Full Intention & Dennis Quin - I'm Not A Freak

This track brings back the same kind of feeling I used to get around 18 years ago when I first heard Full Intention, they are dons and when I was sent this record hearing their sound plus the sound of Dennis Quin I knew I wanted to sign it even before I pressed play, what a vibe!

Five tips on starting a label:

Make sure that you will play the music!

Simma Black was started because no one was releasing the sort of music I wanted to play. I collaborated with friends and associates to produce a sound that we wanted to play, release the records and made sure we were actually playing them in our DJ sets. For us, the A&R policy was and still is very simple: 1. Would we play the records? & 2. Would we be proud to release them on our label? If the answer to both of these were "yes" then the tracks were signed.

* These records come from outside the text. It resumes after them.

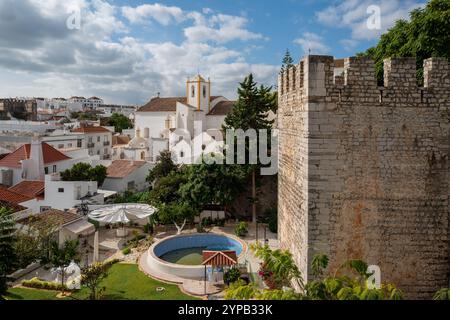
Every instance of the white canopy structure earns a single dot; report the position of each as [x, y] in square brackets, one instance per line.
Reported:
[122, 213]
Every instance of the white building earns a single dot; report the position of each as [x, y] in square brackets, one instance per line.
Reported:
[53, 193]
[31, 162]
[98, 139]
[186, 117]
[91, 103]
[127, 175]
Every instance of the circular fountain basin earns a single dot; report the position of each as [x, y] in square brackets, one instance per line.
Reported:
[181, 256]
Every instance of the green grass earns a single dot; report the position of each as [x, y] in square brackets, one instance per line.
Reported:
[124, 282]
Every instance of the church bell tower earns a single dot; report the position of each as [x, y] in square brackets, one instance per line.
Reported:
[198, 92]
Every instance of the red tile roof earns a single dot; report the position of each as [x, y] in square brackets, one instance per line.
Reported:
[55, 217]
[223, 108]
[91, 130]
[122, 168]
[28, 188]
[11, 206]
[50, 154]
[165, 104]
[12, 197]
[219, 258]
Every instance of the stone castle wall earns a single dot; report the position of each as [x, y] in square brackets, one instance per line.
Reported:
[365, 171]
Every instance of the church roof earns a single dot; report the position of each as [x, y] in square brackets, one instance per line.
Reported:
[223, 108]
[165, 104]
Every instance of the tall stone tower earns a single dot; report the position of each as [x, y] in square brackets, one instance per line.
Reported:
[198, 92]
[364, 170]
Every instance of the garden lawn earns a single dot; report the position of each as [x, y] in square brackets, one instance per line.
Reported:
[124, 282]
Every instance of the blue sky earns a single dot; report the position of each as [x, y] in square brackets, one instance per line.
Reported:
[126, 51]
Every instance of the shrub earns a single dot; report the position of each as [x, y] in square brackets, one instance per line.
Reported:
[272, 220]
[231, 276]
[241, 230]
[37, 283]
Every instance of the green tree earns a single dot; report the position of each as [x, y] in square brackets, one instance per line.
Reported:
[287, 61]
[164, 166]
[213, 184]
[62, 256]
[33, 241]
[92, 276]
[251, 112]
[426, 35]
[8, 258]
[120, 122]
[85, 172]
[178, 213]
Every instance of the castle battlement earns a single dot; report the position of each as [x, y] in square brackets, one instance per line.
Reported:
[400, 74]
[364, 170]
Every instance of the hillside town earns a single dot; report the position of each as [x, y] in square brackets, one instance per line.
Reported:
[314, 178]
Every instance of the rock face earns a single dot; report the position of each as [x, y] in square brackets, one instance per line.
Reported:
[364, 170]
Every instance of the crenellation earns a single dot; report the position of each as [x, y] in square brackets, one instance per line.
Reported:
[365, 170]
[436, 72]
[400, 73]
[359, 71]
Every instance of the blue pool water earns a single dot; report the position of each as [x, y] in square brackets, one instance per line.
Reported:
[188, 250]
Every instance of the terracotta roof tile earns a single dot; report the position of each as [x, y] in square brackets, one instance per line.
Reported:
[165, 104]
[50, 154]
[33, 189]
[91, 130]
[223, 108]
[13, 207]
[57, 217]
[12, 197]
[122, 168]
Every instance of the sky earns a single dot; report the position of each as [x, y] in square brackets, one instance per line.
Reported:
[128, 51]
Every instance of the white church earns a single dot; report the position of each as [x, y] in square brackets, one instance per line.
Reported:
[180, 124]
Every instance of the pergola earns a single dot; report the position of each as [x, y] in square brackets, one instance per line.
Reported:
[218, 259]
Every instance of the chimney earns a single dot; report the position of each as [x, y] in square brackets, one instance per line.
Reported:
[36, 168]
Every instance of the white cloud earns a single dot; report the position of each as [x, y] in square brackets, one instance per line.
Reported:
[165, 15]
[220, 28]
[352, 14]
[312, 43]
[39, 56]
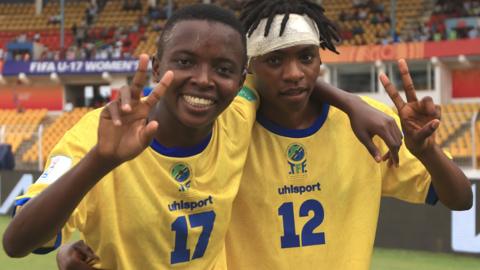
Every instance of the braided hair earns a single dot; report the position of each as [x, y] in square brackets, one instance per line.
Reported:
[254, 11]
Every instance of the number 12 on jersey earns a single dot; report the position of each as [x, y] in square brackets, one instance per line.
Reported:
[180, 252]
[290, 237]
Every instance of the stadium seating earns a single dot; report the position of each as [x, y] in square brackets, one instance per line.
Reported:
[53, 133]
[20, 127]
[455, 131]
[369, 30]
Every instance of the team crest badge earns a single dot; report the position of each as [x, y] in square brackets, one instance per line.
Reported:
[297, 160]
[181, 173]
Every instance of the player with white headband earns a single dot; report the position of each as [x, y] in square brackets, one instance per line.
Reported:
[310, 193]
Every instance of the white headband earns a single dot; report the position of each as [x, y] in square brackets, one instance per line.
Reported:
[300, 30]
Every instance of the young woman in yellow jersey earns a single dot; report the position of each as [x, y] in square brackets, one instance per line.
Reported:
[310, 194]
[183, 195]
[149, 182]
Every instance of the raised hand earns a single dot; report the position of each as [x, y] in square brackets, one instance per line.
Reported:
[419, 119]
[123, 131]
[367, 122]
[76, 256]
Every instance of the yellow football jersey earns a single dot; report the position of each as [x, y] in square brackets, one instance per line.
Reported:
[169, 208]
[309, 199]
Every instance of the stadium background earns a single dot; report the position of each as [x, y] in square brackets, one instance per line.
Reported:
[55, 66]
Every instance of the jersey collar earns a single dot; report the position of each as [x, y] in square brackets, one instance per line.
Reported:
[181, 151]
[295, 133]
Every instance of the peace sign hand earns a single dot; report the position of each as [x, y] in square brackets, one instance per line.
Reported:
[419, 119]
[123, 132]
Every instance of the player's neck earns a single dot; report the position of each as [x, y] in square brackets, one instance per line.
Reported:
[172, 133]
[301, 118]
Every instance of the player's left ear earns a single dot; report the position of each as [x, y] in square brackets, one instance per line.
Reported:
[244, 76]
[155, 69]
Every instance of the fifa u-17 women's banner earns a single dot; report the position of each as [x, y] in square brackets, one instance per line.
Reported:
[12, 68]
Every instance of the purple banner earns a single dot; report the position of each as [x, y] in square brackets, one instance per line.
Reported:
[69, 67]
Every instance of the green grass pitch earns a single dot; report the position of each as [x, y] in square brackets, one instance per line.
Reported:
[383, 259]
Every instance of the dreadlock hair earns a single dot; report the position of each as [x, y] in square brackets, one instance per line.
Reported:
[254, 11]
[203, 12]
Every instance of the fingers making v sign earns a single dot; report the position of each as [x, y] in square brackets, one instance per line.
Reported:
[124, 131]
[419, 119]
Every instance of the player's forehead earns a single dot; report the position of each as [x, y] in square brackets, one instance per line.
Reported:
[301, 48]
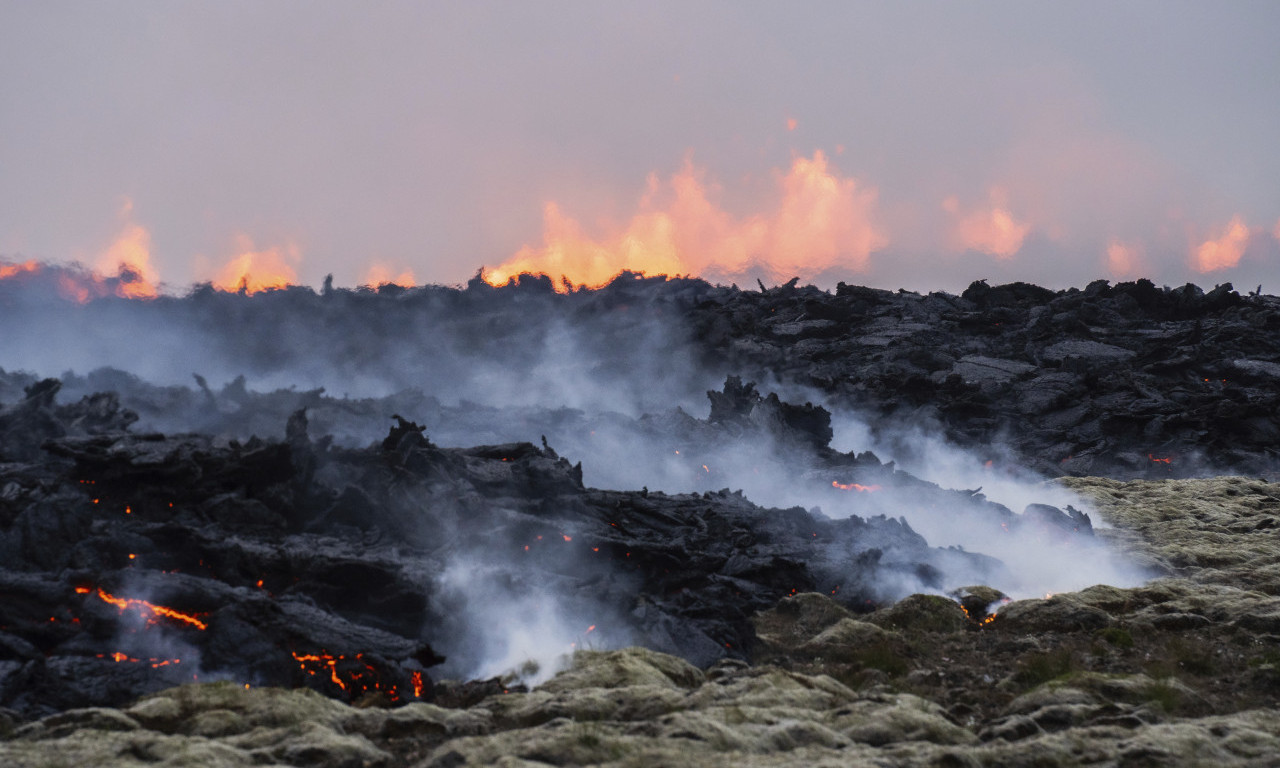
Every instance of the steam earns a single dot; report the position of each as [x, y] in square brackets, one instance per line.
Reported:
[625, 394]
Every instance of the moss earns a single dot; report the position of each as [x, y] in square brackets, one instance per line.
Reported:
[1118, 636]
[1036, 668]
[1183, 656]
[1165, 695]
[883, 657]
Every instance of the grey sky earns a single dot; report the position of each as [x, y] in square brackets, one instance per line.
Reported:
[429, 136]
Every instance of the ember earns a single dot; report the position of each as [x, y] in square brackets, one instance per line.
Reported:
[149, 611]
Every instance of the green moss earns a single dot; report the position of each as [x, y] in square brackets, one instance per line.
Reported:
[1164, 695]
[1036, 668]
[1118, 636]
[883, 657]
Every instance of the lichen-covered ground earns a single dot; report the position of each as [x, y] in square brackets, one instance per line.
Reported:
[1183, 671]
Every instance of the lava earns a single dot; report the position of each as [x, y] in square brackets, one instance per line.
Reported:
[150, 611]
[126, 658]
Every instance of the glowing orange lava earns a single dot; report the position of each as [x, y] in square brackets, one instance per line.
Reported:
[129, 257]
[819, 220]
[146, 608]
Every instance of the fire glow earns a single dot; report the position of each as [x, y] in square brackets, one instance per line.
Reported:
[122, 658]
[149, 611]
[821, 220]
[856, 487]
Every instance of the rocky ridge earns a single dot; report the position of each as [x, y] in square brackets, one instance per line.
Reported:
[1183, 671]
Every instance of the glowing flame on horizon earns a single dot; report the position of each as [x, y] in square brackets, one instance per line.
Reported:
[992, 231]
[255, 270]
[821, 220]
[129, 256]
[382, 274]
[1121, 259]
[10, 270]
[1225, 251]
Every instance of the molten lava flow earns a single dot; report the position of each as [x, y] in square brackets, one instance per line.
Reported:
[126, 658]
[352, 672]
[991, 231]
[981, 622]
[145, 608]
[252, 270]
[821, 220]
[1225, 251]
[856, 487]
[324, 661]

Have a clear music policy:

Know your sound. Some labels believe in diversifying from one sound to another. There's nothing wrong with this if you have a clear music policy. For us, we were originally synonymous with a very UK centric Bass House vibe and for many, we still are. However, as true as it is that we love a bassline, we are true House purists as well and some will say our sound has evolved over the past 4 years, yet still able to be played by the same sort of DJ. 

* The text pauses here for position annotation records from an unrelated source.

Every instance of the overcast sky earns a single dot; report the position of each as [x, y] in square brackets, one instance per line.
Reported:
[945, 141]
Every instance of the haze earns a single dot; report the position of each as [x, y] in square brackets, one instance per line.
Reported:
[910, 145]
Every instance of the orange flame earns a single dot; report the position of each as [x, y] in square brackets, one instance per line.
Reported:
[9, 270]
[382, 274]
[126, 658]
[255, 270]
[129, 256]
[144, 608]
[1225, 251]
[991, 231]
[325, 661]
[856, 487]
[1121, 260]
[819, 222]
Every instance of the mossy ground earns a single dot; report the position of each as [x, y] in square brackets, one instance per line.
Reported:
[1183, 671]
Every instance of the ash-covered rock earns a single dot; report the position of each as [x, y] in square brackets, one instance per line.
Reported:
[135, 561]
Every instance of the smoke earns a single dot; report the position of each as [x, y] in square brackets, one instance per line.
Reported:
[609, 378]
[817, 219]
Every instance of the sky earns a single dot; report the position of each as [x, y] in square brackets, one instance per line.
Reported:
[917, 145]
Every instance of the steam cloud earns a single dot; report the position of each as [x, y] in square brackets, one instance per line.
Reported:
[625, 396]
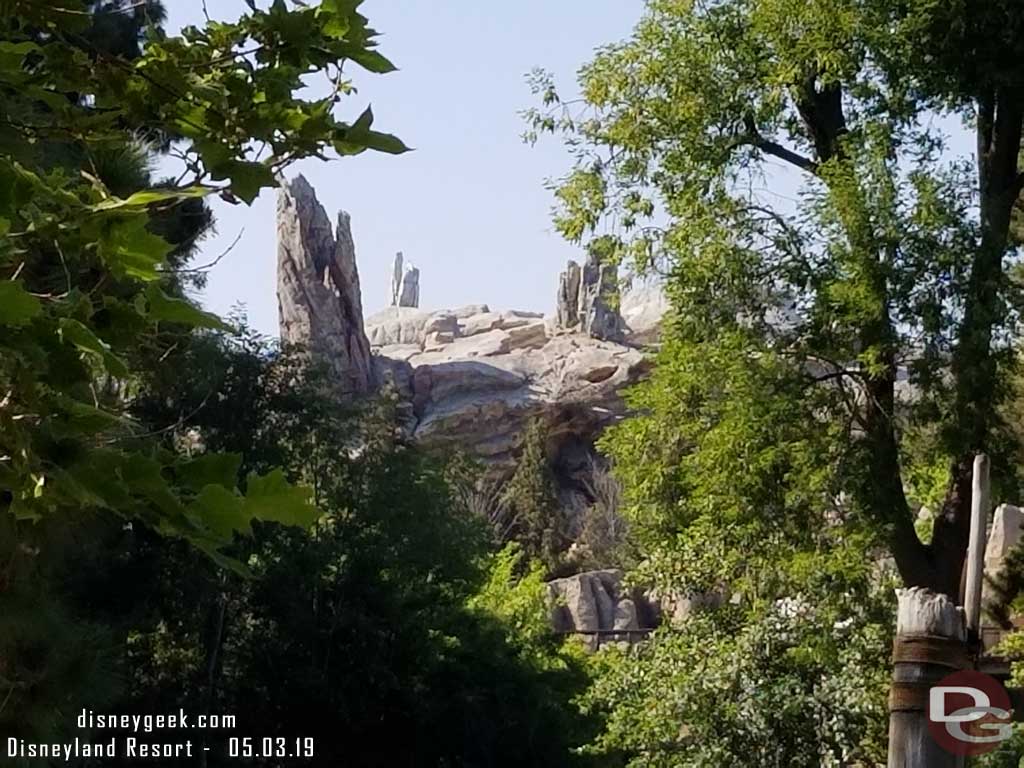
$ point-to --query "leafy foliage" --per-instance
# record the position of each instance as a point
(83, 307)
(92, 250)
(386, 619)
(531, 503)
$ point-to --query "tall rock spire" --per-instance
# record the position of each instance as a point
(404, 283)
(318, 296)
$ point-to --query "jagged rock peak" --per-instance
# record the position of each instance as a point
(318, 296)
(588, 299)
(404, 283)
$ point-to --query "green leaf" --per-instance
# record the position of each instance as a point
(148, 197)
(222, 512)
(247, 178)
(385, 142)
(17, 306)
(75, 333)
(168, 309)
(132, 250)
(271, 498)
(211, 469)
(371, 60)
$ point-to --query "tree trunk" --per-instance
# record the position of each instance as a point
(930, 644)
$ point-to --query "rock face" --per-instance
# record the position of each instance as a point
(470, 378)
(596, 605)
(475, 378)
(404, 284)
(588, 298)
(318, 300)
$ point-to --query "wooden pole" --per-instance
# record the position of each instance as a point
(930, 644)
(976, 545)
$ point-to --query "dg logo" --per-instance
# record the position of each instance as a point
(969, 713)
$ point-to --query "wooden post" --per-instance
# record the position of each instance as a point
(930, 644)
(976, 545)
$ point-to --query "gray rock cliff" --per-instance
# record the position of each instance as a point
(318, 296)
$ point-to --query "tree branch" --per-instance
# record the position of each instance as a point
(754, 138)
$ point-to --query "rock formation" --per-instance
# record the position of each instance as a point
(596, 606)
(588, 299)
(476, 377)
(471, 379)
(318, 299)
(404, 284)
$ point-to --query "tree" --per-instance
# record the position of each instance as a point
(531, 503)
(891, 266)
(386, 633)
(88, 289)
(842, 315)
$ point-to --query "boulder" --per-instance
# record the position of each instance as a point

For us, we love happy House Music with a bassline and energy. That's the music policy for the most part. As a DJ, this has helped my booking from everything from SW4, V Festival, Made Festival, We Are FSTVL, Defected In The House to some of the Worlds most real nightclubs.

Stay in your own lane and remember your fans!

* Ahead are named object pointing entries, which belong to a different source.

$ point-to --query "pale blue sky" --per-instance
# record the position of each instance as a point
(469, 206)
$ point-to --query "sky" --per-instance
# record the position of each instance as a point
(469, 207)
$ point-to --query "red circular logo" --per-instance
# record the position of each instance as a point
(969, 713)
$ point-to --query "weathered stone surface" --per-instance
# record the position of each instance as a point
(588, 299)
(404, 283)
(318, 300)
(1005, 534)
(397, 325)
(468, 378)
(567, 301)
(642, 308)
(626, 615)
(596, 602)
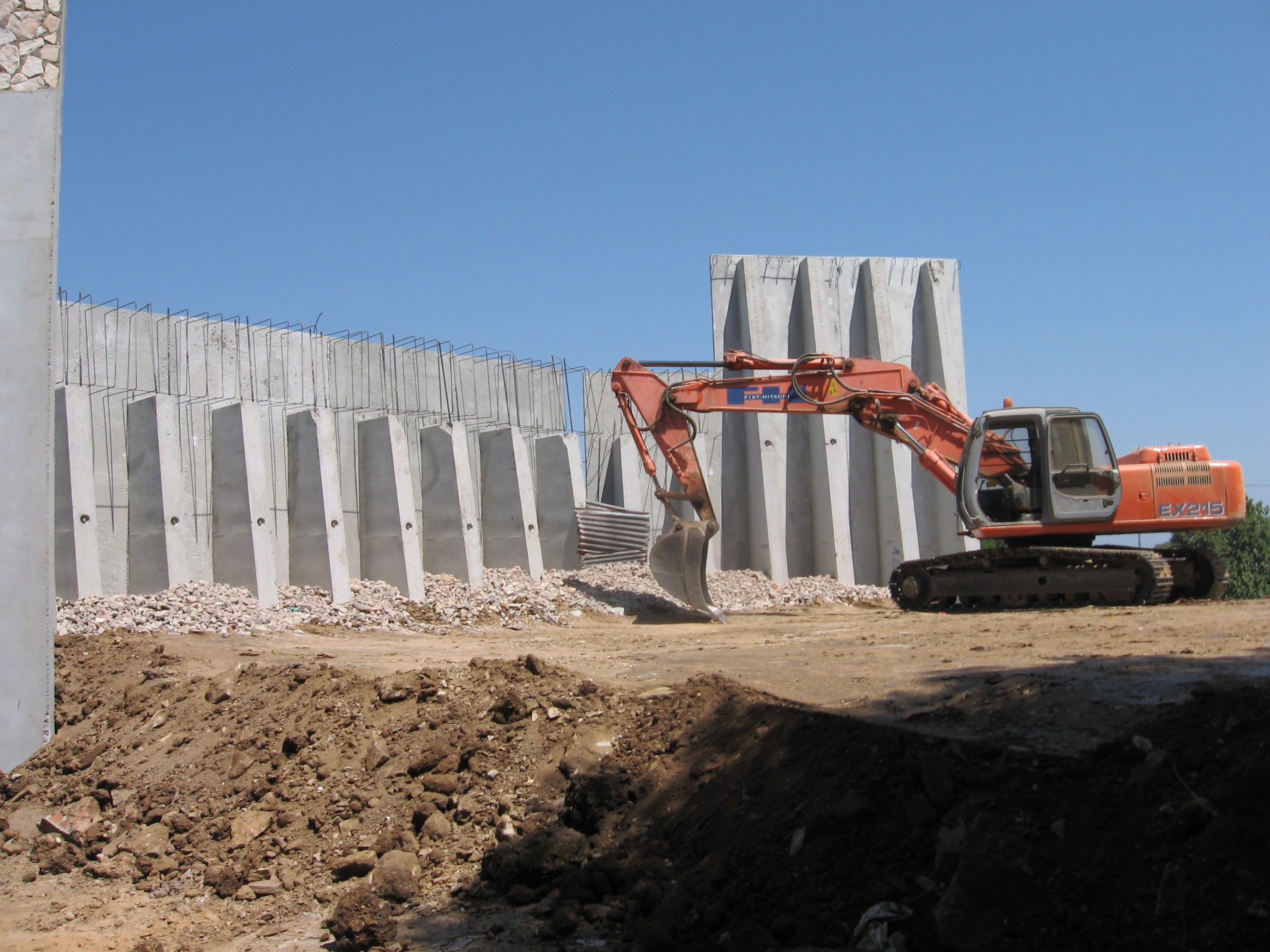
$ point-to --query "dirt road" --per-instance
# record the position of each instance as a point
(1057, 681)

Similar point to above but don't follow the trends. If you've committed to a music policy, stay in that lane - don't jump on the latest trend; don't follow the sheep. You want to keep your fan base and community, not lose them! Do your own thing and your fans will stay loyal; and loyal fan bases deserve rewards - don't forget to communicate with them and treat them from time to time.

Think "timeless:"

It's very easy to get caught in the moment musically, but try to think ahead and think "would I have liked this 5 years ago or in 10 years time?" - if you are sure the answer is "yes" that will go a long way to ensuring your music lives on!

Understand that there is more to life than one store:

When it is time to release, don't put all your eggs in one basket with one store. If one goes into administration or the music format changes, you want to be ready to adapt. If you've given any one store more love than another or you are doing exclusives, it affects business. Focus on a general release date - this way, when you make noise about your release people will consume it via downloads or streams at the store of their choice regardless. No point alienating the masses.